Frekansını Yükselt
Nikola Tesla’nın da
dediği gibi, kâinatta her şey titreşim, enerji ve frekanstır.
Kuantum fiziğine göre;
maddesel boyutta hücrelerimizin atomlardan oluştuğu, atomlarımızın sürekli
olarak kendi içlerinde titreştikleri, bedenimizin bir titreşim yaydığı ve
titreşimi olan her şeyin bir frekansı olduğu; bilimsel bir gerçek olarak kabul
ediliyor.
Beynimizin
frekansının düzenli olarak yapılan enerji, meditasyon çalışmaları ve ibadetle
yükseltilebileceğini düşünüyorum. Beynimizin frekansı yükseldiğinde, hayata bakış
açımız, düşünce tarzımız pozitif yönde değişir. Bedensel frekansımızı, şükrederek,
sevgi dolu bir kalple yükseltebiliriz. Karanlık, iyi havalandırılmış bir odada
kaliteli bir uyku da epifiz bezini pozitif anlamda güçlendirir. Epifiz
bezi güçlü olduğunda, doğal olarak frekansımız da daha güçlü olur.
Amerikalı ünlü bilinç
araştırmacısı Dr. David Hawkins, uygulamalı kinesiyoloji yardımıyla insanların
duygularını ölçüp, her bir duygunun, belli seviyedeki enerji frekansına ve
gücüne sahip olduğunu ortaya koydu. Araştırmaya göre yüksek frekansların, düşük
frekanslara olumlu etkisi olduğu yani; düşük frekansın, yüksek frekans ile
etkileşime geçip olumlu bir şekilde dönüşüp yükseldiği görüldü.
Yapılan araştırmalar
kritik seviyenin 200 Hertz (cesaret) olduğunu, 200’ün altında çıkan duyguların,
düşüncelerin ve durumların; kişiyi ve çevresini zayıflattığını, yorduğunu ve
aşağı çektiğini ortaya çıkardı. Kişilerden herhangi birinin bilinç frekansı
yükseldiğinde, çok sayıda düşük frekanslı bilinci de etkileyip, dengeleme imkânı
yaratığı görüldü.
Pozitif, her şeyi olduğu
gibi kabullenen mutlu bir insanın yaydığı enerji, 90 bin insanın yaydığı düşük
enerjiyi dengeliyor. Sevgiyi gerçek anlamda hisseden ve yaşayan bir
insanın yaydığı enerji, 750 bin insanın yaydığı düşük enerjiyi dengeliyor. Barış
ve huzur dolu bir insanın yaydığı enerji, 10 milyon insanın yaydığı düşük
enerjiyi dengeliyor.
Uyutan Frekanslar
kitabının yazarı müzisyen Murat Tuğsuz: Evrenin sırrı gözle göremediğimiz ama
her an içimizde var olan bir şey; yani frekansta saklıdır. Hayatımızın her anı
titreşimlerle, dalgalarla ve görünmez bir müzikle örülü. Kalbimiz her atışında
bir frekansla çarpar. Beynimiz düşünürken, farklı frekans dalgaları üretir.

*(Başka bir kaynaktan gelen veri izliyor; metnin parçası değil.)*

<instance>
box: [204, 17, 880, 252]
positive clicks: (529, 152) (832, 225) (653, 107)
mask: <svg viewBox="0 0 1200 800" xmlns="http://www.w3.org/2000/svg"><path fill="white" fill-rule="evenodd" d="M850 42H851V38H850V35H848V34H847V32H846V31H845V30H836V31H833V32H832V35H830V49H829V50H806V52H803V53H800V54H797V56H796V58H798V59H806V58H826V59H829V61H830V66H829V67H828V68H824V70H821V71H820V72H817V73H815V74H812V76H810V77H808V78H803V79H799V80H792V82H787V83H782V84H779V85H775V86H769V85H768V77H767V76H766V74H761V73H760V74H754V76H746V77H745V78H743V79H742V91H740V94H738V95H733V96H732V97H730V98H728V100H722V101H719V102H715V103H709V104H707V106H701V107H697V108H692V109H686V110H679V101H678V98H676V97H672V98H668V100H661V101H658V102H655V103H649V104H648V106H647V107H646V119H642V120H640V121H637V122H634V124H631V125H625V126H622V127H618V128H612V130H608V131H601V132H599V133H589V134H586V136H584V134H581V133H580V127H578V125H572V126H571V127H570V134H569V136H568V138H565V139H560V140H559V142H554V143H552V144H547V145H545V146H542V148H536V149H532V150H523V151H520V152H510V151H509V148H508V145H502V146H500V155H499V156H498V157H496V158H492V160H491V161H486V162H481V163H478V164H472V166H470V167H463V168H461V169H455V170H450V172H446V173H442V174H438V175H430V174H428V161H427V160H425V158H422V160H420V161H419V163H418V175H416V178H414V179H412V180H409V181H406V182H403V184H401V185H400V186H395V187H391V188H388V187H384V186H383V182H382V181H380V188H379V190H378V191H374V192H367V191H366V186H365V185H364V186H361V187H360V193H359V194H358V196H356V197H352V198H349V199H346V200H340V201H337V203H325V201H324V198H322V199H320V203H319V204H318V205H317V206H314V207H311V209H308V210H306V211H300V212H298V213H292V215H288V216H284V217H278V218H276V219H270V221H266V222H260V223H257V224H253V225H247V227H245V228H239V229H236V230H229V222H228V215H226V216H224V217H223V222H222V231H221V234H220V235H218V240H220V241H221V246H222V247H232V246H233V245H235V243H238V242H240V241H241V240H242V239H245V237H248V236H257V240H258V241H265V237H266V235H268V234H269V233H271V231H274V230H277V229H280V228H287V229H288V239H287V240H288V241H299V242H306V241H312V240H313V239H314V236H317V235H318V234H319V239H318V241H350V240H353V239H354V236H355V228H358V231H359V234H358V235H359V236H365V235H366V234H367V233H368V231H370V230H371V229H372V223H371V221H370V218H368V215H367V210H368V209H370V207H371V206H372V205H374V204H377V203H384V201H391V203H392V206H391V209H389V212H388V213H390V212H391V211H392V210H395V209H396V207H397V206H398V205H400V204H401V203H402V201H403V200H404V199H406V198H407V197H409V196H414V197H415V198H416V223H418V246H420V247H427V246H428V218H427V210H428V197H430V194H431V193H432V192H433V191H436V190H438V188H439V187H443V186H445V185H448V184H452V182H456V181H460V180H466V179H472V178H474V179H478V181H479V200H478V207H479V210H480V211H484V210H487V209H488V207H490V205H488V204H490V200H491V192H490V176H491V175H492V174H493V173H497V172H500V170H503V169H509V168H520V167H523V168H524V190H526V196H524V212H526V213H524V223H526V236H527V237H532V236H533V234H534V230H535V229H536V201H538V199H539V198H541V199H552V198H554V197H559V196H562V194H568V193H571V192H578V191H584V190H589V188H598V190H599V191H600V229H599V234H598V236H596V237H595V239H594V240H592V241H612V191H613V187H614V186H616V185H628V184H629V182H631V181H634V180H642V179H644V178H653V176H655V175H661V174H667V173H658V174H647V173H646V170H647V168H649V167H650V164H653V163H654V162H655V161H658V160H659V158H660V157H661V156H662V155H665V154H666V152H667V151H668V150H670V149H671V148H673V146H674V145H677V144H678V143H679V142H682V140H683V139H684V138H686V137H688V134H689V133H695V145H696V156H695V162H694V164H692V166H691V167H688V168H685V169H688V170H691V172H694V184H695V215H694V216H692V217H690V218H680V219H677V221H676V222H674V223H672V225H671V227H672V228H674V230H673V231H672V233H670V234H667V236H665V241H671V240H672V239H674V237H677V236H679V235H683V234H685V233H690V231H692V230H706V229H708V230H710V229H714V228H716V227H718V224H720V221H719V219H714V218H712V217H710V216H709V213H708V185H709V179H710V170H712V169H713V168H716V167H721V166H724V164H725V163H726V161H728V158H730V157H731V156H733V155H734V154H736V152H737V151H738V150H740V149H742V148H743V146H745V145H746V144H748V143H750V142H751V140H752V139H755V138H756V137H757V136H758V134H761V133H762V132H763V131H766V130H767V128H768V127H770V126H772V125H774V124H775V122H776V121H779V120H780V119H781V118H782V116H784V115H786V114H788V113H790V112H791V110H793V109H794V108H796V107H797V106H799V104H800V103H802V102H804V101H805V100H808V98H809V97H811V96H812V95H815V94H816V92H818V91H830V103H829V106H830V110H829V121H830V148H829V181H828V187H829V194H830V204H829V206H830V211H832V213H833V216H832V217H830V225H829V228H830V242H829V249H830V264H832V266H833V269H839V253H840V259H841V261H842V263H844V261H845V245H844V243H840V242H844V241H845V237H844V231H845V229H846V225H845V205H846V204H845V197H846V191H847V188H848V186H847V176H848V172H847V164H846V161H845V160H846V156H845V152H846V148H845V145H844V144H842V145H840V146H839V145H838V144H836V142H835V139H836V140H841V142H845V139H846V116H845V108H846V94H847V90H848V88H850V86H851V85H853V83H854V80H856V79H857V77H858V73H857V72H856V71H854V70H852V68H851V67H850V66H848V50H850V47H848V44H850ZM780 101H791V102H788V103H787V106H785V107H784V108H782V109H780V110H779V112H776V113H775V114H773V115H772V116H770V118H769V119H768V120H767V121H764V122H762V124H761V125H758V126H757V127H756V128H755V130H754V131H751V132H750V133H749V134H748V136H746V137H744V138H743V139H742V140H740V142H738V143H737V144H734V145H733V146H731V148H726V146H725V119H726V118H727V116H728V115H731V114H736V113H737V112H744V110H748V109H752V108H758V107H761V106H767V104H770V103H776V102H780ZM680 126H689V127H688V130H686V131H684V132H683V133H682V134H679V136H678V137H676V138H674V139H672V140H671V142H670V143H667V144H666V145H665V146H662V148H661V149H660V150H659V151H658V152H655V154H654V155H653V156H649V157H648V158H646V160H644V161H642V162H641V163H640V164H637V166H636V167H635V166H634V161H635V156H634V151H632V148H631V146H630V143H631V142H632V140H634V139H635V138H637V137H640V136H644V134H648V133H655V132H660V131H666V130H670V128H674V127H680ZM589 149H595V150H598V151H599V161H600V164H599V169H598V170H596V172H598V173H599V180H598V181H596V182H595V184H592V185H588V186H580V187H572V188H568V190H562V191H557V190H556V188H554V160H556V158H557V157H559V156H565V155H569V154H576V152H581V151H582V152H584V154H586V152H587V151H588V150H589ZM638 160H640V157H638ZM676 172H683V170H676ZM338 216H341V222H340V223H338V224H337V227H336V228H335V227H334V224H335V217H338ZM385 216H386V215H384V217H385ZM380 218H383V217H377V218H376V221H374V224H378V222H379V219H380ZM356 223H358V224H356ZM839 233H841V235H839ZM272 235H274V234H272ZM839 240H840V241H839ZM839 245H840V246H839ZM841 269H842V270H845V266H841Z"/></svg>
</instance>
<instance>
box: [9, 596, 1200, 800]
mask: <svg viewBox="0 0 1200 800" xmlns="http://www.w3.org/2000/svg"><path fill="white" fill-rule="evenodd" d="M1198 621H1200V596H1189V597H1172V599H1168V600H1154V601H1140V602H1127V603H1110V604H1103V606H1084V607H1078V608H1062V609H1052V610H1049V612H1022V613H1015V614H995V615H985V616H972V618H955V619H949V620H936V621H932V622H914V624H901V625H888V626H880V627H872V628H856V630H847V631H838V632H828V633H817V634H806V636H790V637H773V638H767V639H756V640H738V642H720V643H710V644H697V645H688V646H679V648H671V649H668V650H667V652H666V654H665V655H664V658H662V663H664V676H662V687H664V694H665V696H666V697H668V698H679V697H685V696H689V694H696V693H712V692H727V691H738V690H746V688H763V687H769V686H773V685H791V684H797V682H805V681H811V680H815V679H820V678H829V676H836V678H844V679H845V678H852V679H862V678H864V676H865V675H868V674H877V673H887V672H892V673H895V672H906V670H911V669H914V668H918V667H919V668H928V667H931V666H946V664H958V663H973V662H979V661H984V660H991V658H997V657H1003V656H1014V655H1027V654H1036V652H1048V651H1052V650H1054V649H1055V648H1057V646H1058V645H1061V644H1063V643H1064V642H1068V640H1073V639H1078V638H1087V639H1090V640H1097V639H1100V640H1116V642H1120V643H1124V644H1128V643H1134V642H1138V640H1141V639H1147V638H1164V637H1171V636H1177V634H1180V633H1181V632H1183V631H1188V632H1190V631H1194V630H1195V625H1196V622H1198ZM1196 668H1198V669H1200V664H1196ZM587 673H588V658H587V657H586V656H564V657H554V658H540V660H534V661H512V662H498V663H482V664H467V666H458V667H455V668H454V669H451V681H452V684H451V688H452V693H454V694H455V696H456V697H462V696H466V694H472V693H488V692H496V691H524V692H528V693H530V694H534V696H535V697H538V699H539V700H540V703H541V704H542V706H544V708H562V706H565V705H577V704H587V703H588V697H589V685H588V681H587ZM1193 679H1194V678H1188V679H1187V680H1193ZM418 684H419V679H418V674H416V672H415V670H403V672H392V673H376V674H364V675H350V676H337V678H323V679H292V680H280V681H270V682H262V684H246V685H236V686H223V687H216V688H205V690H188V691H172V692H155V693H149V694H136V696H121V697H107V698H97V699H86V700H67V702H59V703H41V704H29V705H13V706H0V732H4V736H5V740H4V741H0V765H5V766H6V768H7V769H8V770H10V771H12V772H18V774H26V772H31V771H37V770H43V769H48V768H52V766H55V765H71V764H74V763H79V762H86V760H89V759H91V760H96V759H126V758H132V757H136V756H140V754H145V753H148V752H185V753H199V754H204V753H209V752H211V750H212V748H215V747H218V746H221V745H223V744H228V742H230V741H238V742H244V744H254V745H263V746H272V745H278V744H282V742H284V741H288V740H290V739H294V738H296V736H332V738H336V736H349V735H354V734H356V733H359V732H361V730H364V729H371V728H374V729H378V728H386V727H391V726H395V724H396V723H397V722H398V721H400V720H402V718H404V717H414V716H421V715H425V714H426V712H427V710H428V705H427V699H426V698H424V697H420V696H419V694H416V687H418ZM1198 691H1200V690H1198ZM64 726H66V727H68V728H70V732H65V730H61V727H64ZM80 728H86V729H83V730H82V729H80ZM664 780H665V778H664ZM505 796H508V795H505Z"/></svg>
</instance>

Sesler, renkler, ışıklar, hatta atomların titreşimi.
Zekâ Geliştiren Ninniler, beyindeki
delta dalgalarını hedef alarak rahatlama ve gevşeme sağlayan özel frekanslar
üzerine kurulu polifonik armoniler içeriyor. Bu sayede sadece bebeğinizi
sakinleştirmekle kalmıyor, aynı zamanda matematiksel zekayı da geliştirmeyi
hedefliyor. Ninnilerimizin temeli, birçok bilimsel araştırmaya dayandığını, müziğin
beyin gelişimine etkisinin 1993 yılında yapılan ünlü “Mozart Etkisi” çalışmasıyla,
müziğin beyin gelişimi üzerindeki olumlu etkilerini ortaya koyduğunu söylüyor.